WuXi Biologics, a global Contract Research, Development and Manufacturing Organization (CRDMO), announced that its MFG8 drug substance manufacturing facility in Hebei has passed a Pre-License Inspection (PLI) by the U.S. Food and Drug Administration (FDA). The approval allows the facility to support the commercial manufacturing of a potential autoimmune therapy.

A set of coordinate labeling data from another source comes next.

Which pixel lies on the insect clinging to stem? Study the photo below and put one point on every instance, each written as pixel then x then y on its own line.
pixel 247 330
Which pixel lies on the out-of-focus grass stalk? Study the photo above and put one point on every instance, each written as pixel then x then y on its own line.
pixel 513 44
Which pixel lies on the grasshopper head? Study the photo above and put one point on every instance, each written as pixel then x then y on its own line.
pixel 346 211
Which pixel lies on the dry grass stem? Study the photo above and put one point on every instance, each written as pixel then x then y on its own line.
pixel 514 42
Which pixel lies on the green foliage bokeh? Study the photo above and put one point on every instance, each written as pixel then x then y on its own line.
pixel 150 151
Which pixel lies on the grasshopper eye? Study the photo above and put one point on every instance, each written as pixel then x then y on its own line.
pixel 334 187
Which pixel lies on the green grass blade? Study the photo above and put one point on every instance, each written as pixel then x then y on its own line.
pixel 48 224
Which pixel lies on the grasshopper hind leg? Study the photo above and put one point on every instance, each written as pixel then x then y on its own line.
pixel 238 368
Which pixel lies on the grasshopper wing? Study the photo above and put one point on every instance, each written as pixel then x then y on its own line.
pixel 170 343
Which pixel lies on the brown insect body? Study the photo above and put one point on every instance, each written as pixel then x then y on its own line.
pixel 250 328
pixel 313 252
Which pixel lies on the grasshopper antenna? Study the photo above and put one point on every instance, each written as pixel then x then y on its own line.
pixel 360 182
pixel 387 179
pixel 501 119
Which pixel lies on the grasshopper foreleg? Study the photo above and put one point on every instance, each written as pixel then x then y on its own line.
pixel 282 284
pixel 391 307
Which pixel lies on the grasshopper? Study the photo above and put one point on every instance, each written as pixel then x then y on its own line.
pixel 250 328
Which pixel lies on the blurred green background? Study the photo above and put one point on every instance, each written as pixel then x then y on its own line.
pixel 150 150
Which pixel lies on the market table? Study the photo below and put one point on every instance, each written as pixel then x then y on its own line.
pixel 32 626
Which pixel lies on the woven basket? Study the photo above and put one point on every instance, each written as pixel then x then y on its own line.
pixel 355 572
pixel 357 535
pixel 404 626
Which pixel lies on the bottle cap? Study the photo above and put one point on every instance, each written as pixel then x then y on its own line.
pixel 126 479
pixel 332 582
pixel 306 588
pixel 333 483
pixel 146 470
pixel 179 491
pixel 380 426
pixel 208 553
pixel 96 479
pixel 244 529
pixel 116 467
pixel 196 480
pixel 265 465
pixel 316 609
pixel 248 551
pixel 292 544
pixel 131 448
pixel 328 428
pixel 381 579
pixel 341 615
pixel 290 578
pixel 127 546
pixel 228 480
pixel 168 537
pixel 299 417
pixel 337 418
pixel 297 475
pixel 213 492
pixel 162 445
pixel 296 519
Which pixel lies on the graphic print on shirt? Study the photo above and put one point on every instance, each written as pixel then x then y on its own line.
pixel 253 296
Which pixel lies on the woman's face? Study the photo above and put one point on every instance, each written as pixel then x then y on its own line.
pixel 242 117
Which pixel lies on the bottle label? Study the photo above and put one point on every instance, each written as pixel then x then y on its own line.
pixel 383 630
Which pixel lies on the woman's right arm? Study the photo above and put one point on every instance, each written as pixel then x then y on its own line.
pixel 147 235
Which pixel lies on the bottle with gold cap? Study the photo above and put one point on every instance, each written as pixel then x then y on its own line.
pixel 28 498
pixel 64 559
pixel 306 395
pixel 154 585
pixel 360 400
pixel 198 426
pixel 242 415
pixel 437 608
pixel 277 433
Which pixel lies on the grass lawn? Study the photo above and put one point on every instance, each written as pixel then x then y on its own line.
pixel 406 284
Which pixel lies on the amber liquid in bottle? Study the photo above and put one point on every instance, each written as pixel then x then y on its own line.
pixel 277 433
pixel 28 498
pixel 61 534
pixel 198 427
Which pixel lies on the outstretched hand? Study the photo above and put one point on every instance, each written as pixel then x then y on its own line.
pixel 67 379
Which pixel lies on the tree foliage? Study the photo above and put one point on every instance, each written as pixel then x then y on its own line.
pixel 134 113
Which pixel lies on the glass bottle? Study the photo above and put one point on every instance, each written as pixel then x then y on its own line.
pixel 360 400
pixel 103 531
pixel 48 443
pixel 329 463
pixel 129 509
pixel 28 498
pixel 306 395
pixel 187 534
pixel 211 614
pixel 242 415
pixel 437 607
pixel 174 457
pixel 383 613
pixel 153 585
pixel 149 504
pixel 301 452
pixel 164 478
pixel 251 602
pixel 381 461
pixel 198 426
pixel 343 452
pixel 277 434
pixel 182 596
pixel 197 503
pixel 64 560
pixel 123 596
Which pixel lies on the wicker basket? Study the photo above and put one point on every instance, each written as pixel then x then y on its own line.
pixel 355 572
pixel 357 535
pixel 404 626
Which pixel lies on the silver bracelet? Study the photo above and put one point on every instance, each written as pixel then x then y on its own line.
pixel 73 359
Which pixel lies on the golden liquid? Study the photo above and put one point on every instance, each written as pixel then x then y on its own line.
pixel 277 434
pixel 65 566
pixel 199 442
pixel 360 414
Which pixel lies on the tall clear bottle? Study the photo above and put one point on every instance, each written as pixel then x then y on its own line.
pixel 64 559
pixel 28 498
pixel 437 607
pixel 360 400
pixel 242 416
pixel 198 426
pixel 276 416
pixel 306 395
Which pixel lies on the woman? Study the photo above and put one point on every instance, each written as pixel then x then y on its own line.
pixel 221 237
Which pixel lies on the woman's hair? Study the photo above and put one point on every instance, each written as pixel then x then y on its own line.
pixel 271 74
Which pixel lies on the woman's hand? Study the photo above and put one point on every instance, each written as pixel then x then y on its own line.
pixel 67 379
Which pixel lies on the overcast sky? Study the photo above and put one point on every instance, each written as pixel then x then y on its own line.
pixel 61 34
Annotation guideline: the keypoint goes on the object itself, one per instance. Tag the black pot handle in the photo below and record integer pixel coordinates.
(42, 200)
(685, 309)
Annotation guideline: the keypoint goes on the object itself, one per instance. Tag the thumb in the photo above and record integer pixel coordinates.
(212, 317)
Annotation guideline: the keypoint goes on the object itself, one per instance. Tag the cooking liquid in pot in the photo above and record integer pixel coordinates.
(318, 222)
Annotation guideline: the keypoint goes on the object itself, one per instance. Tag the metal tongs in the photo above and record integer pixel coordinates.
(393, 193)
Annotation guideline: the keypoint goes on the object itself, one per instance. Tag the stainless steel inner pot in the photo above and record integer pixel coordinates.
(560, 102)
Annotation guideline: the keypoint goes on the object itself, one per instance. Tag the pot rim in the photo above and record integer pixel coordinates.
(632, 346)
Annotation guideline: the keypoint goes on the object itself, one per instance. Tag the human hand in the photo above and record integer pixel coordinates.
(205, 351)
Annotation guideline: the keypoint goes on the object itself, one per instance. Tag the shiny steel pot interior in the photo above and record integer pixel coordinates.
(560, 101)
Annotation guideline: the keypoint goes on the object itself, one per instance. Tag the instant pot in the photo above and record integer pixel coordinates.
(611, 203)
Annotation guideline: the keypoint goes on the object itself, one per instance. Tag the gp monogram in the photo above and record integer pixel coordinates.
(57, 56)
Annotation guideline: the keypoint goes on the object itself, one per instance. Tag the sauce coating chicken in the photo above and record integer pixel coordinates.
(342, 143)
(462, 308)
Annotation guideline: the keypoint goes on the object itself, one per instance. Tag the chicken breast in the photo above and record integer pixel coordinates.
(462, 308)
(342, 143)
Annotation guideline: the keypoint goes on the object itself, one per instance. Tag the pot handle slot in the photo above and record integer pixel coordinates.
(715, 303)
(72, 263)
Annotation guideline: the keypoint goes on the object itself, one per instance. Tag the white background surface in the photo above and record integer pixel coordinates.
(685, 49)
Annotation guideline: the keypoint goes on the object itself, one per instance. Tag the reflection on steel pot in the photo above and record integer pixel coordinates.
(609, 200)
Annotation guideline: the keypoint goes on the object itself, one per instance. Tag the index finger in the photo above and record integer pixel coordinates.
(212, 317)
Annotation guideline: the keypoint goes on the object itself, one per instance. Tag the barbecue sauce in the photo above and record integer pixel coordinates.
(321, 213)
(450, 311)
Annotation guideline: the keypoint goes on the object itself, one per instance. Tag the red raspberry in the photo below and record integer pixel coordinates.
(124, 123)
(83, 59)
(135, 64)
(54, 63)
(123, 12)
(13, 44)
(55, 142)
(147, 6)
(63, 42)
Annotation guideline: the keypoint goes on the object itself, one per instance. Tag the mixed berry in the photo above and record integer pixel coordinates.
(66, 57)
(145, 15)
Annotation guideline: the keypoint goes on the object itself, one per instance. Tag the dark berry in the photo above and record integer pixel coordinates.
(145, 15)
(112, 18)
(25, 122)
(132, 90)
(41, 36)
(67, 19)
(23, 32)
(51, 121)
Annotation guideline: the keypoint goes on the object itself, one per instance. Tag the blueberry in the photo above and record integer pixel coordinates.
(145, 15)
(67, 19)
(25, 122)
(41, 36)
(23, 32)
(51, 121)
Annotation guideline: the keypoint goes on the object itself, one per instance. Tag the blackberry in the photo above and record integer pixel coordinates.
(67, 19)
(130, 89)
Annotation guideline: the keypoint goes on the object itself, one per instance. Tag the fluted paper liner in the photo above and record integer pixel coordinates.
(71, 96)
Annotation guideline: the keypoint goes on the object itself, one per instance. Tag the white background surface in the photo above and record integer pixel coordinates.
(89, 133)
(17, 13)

The seven-day FDA inspection, conducted by three inspectors, focused on the facility's quality management system and drug substance manufacturing processes. Passing this inspection reinforces the company's regulatory compliance record and demonstrates its robust quality system and capacity for global commercial manufacturing.
MFG8 is a key component of WuXi Biologics' global manufacturing network. The facility houses twelve 4,000-liter single-use bioreactors and employs a "scale-out" strategy for flexible commercial production ranging from 4,000 to 20,000 liters. The site also incorporates sustainable construction practices and utilizes digital platforms and a rooftop photovoltaic system to reduce carbon emissions.
WuXi Biologics has a history of successfully undergoing regulatory inspections. The company has passed 22 inspections by the FDA and the European Medicines Agency (EMA) and operates 25 drug substance facilities and 18 drug product facilities worldwide. Previously, the company reported a 100% pass rate for FDA Pre-License Inspections.